07 Mart 2017

Yazmanın yorgunluğu…

İlk yazma denemelerim henüz ilkokuldayken günlüğüme düştüğüm notlardı.

Yazdıklarım yaşıtlarımın ‘yumurta, unutma' sıradanlığına hapsolmasın diye onları kendi küçük dünyamın kelamlarıyla sınırlamamaya çalışırdım.

Bulduğum yol eve alınan gazetelerden derlediğim haberleri yazdığım her gün günlüğümün sayfalarına serpiştirmekti.

Hükümet güvenoyu aldı…

Ecevit; beklemeye sabrımız kalmadı…

Kimliği bilinmeyen kişilerce taranan kahvede 2 kişi öldürüldü…

Bir işçi bir öğrenci öldürüldü…

Demirel; Sıkıyönetim 4 ilde bir ay daha uzatıldı…

Kayseri de vurulan lise öğrencisi öldü…

Bütün o haberlerin üzerine aklım erdiğince küçük yaşlarımın yorumlarını da düşerdim.

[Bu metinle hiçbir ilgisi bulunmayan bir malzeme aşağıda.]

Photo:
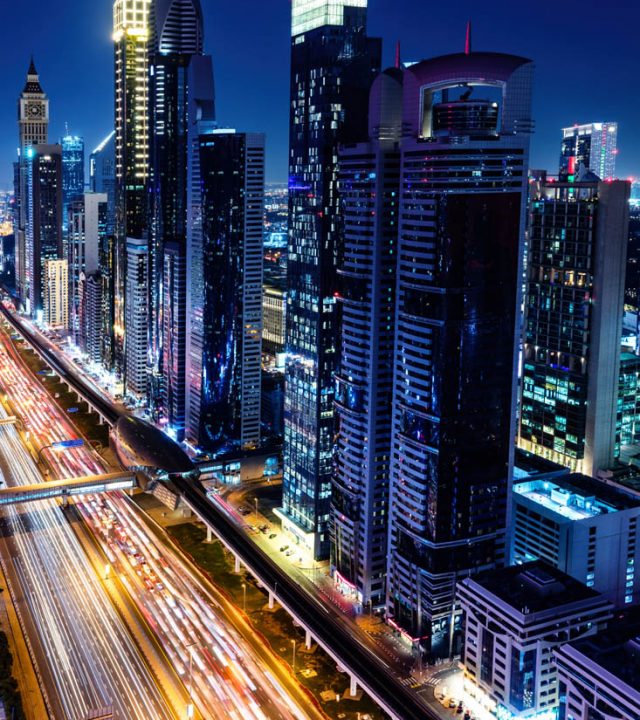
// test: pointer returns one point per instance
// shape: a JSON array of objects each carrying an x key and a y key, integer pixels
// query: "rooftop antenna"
[{"x": 467, "y": 42}]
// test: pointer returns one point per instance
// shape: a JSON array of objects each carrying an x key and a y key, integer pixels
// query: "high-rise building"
[
  {"x": 33, "y": 123},
  {"x": 43, "y": 236},
  {"x": 592, "y": 145},
  {"x": 369, "y": 191},
  {"x": 177, "y": 36},
  {"x": 55, "y": 298},
  {"x": 102, "y": 169},
  {"x": 598, "y": 676},
  {"x": 73, "y": 185},
  {"x": 131, "y": 37},
  {"x": 583, "y": 527},
  {"x": 333, "y": 64},
  {"x": 91, "y": 317},
  {"x": 514, "y": 618},
  {"x": 463, "y": 192},
  {"x": 85, "y": 231},
  {"x": 224, "y": 401},
  {"x": 578, "y": 234},
  {"x": 137, "y": 317}
]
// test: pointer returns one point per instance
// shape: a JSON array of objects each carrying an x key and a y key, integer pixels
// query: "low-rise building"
[
  {"x": 599, "y": 678},
  {"x": 583, "y": 527},
  {"x": 513, "y": 620}
]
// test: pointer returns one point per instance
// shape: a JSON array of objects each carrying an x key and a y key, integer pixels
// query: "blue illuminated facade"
[{"x": 332, "y": 68}]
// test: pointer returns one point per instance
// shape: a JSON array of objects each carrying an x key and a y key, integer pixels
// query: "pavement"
[{"x": 23, "y": 670}]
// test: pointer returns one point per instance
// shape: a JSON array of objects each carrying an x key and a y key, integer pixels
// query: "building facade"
[
  {"x": 513, "y": 619},
  {"x": 43, "y": 236},
  {"x": 224, "y": 404},
  {"x": 463, "y": 192},
  {"x": 86, "y": 228},
  {"x": 585, "y": 528},
  {"x": 369, "y": 181},
  {"x": 131, "y": 37},
  {"x": 578, "y": 234},
  {"x": 137, "y": 318},
  {"x": 598, "y": 676},
  {"x": 593, "y": 145},
  {"x": 333, "y": 64},
  {"x": 73, "y": 185},
  {"x": 33, "y": 124},
  {"x": 55, "y": 296}
]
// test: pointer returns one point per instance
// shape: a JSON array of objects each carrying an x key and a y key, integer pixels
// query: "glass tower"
[
  {"x": 177, "y": 35},
  {"x": 131, "y": 35},
  {"x": 224, "y": 408},
  {"x": 593, "y": 145},
  {"x": 578, "y": 236},
  {"x": 72, "y": 175},
  {"x": 463, "y": 191},
  {"x": 333, "y": 64}
]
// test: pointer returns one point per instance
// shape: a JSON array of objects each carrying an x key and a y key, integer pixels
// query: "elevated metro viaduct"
[{"x": 143, "y": 448}]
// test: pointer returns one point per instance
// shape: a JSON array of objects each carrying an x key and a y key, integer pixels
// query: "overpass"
[
  {"x": 65, "y": 370},
  {"x": 320, "y": 622},
  {"x": 67, "y": 488}
]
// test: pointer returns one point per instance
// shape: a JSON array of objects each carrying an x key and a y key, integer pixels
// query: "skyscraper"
[
  {"x": 85, "y": 232},
  {"x": 177, "y": 35},
  {"x": 369, "y": 191},
  {"x": 72, "y": 175},
  {"x": 592, "y": 145},
  {"x": 463, "y": 190},
  {"x": 131, "y": 35},
  {"x": 33, "y": 124},
  {"x": 333, "y": 64},
  {"x": 43, "y": 204},
  {"x": 102, "y": 170},
  {"x": 578, "y": 235},
  {"x": 224, "y": 402}
]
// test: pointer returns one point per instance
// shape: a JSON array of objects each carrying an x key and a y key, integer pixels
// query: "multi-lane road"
[{"x": 206, "y": 641}]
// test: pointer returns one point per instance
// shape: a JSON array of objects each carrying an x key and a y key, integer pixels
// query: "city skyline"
[{"x": 562, "y": 98}]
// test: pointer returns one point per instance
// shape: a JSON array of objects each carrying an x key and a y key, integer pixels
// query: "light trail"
[{"x": 225, "y": 675}]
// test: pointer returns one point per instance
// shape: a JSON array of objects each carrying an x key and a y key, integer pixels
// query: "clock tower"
[
  {"x": 33, "y": 112},
  {"x": 33, "y": 126}
]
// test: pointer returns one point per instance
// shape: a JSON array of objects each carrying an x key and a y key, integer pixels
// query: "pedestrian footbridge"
[{"x": 67, "y": 488}]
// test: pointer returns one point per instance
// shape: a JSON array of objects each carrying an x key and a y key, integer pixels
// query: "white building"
[
  {"x": 599, "y": 678},
  {"x": 56, "y": 287},
  {"x": 514, "y": 618},
  {"x": 583, "y": 527}
]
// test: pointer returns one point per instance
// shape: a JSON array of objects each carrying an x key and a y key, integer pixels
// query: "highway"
[
  {"x": 226, "y": 674},
  {"x": 326, "y": 625},
  {"x": 84, "y": 652}
]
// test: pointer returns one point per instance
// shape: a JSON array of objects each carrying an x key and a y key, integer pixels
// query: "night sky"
[{"x": 586, "y": 55}]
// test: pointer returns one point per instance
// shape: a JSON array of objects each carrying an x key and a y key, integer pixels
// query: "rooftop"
[
  {"x": 575, "y": 497},
  {"x": 534, "y": 587}
]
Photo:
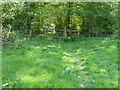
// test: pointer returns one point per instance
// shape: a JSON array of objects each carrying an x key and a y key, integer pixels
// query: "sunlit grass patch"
[{"x": 82, "y": 63}]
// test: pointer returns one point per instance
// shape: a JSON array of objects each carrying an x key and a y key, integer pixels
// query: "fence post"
[{"x": 65, "y": 33}]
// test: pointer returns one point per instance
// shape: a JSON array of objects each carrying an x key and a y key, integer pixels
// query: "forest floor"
[{"x": 79, "y": 63}]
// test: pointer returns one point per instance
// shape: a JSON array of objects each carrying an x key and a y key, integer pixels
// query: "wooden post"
[{"x": 65, "y": 33}]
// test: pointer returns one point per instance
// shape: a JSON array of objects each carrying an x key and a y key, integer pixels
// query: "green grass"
[{"x": 81, "y": 63}]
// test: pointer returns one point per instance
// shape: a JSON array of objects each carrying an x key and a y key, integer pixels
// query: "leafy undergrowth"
[{"x": 81, "y": 63}]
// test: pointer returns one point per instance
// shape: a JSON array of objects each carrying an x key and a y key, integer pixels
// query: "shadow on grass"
[{"x": 78, "y": 64}]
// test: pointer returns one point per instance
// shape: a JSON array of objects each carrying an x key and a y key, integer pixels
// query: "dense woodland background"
[
  {"x": 30, "y": 19},
  {"x": 60, "y": 45}
]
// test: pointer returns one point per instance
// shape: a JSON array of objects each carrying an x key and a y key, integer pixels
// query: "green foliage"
[
  {"x": 97, "y": 18},
  {"x": 51, "y": 64}
]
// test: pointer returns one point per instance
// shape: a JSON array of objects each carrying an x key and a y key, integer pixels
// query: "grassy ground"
[{"x": 80, "y": 63}]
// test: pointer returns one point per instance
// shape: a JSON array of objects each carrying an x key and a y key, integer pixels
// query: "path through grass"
[{"x": 82, "y": 63}]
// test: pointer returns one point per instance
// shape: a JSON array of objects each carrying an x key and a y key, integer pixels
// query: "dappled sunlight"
[{"x": 62, "y": 65}]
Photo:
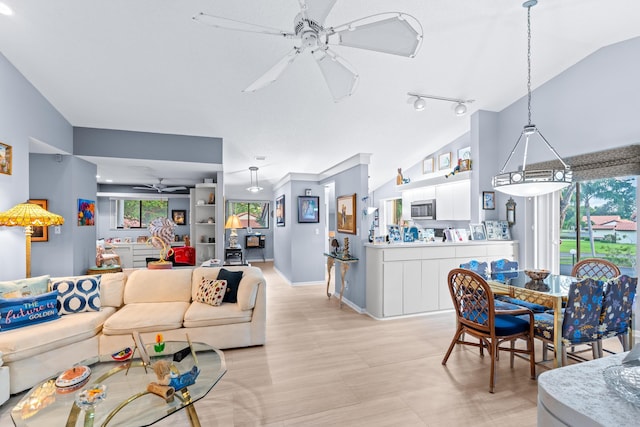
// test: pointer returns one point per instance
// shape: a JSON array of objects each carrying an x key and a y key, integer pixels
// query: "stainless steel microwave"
[{"x": 423, "y": 209}]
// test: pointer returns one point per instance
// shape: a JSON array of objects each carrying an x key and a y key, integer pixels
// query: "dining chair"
[
  {"x": 617, "y": 310},
  {"x": 597, "y": 268},
  {"x": 502, "y": 270},
  {"x": 476, "y": 315},
  {"x": 581, "y": 319}
]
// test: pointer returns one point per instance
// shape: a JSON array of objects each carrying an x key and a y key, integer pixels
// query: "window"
[
  {"x": 133, "y": 213},
  {"x": 254, "y": 214},
  {"x": 598, "y": 220}
]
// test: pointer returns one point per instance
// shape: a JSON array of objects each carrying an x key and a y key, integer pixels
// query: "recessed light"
[{"x": 5, "y": 10}]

Şimdi çocuk zamanlarımdan çok farklı. Herkes yazıyor, herkes yazar.

Andy Warhol'un ‘Herkes bir gün 15 dakikalığına ünlü olacak' sözünü ‘herkes bir gün yazar olacak' diye değiştirmek dahi mümkün.  

Ulusal, yerel ve bölgesel gazeteler, dergiler, haber portalları, internet siteleri, yerel gazete sayfaları, kişisel bloglar, sosyal medya araçları yazardan geçilmiyor.

Sakıncası yok. Lakin bu kadar bolluğun içinde herkes yazıyor mu yoksa kendi bildiğini mi okuyor diye düşünmeden edemiyor insan.

Yalnızca gazetelerle de sınırlı değil oyalayıcı halimiz. Gazeteyle yetinmeyip, bir de televizyonlarda arzı endam edenlerimiz var.

Televizyonun ucuz ve kolay ulaşılabilirliğinin avantaj kadar handikap olduğunu bilmiyorlar. Oysa yüzün ve sözün eskime tehlikesiyle saatler süren keşmekeşi konuşmalar bir süre sonra izleyenlerde bıkkınlık yaratıyor.

Gayri tartışma programlarındaki uçsuz bucaksız mülahaza düellolarının bilgilendirmekten çok kafaları karıştırdığına inanan o kadar çok ki.

Planlı olmasa da hangi siyasi taraftan olursa olsun aşırı adanmış bir heyecanla feryat etmek tekçiliğin algı operasyonlarına benzetiliyor çünkü.

Televizyon öteden beri siyasi, ekonomik ve kültürel zorbalığın algı operasyonlarında kullandığı en etkili araç zaten. ‘Aptal kutusu' denilen fecaat üstüne tekçi bir bakış kuşandığında zihin biçimlendirme faşizmi devam ediyor.

Oysa yoğun tekçi görüntüler medyayı dürüst, ilkeli ve adaletli bir kulvara çekme çabasını yok ederken ‘O yapıyorsa benim yapmamda da sakınca yok' kör dövüşünü de makulleştiriyor.

Bu anlayışın zamanı kurtarıyor olsa da toplumun bütününde oluşacak dejenerasyona müspet bir katkı sunmadığı kesin.

Televizyonla birlikte medyanın eksiklikleri daha görünür olduğundan beri de daha fazla insan onca ateşli yazının ya da konuşmanın ardında ya menfaat ya da rutine bağlanmış keyfiyetin olduğunu düşünüyor.

Umberto Eco'nun ‘İnsan gereğinden çok konuşarak da gereğinden çok susarak da günah işleyebilir' sözünü hatırlamalı medya.

Menfaatin ve keyfiyetin goygoycu kör dili olmaması gereken yerde sustuğu kadar çok yazıp, çok konuştuğunda da günahlarımızı artırıyor.

Herkesin uzman, alim ve azametli, herkesin demokrat, ahlaklı, namuslu, onurlu, herkesin dini bütün, harama el uzatmayan, kul hakkı yemeyen görüntüsü vermesi de bir başka sorunu medyanın.

Herkesin cetvel misali doğru(!) olduğu bir durumda doğal olarak gediklilere göre fazlasıyla amatör kalan biz gibiler için hakiki kelam etmeye çalışsak ta yazmak anlamsızlaşıyor.

İlkesizliklerin, menfaatçi yaklaşımların, danışıklı dövüşlerin bıkkınlığı çoğu zaman beni de ‘Neden yazıyorum?' sorularının bombardımanına tutuyor.

Sahte karakterlerin oynandığı bir çadır tiyatrosuna çevrilen medyanın içinde her şeyi terk edip bir ormanın sessizliğinde nefes almayı özlüyorum.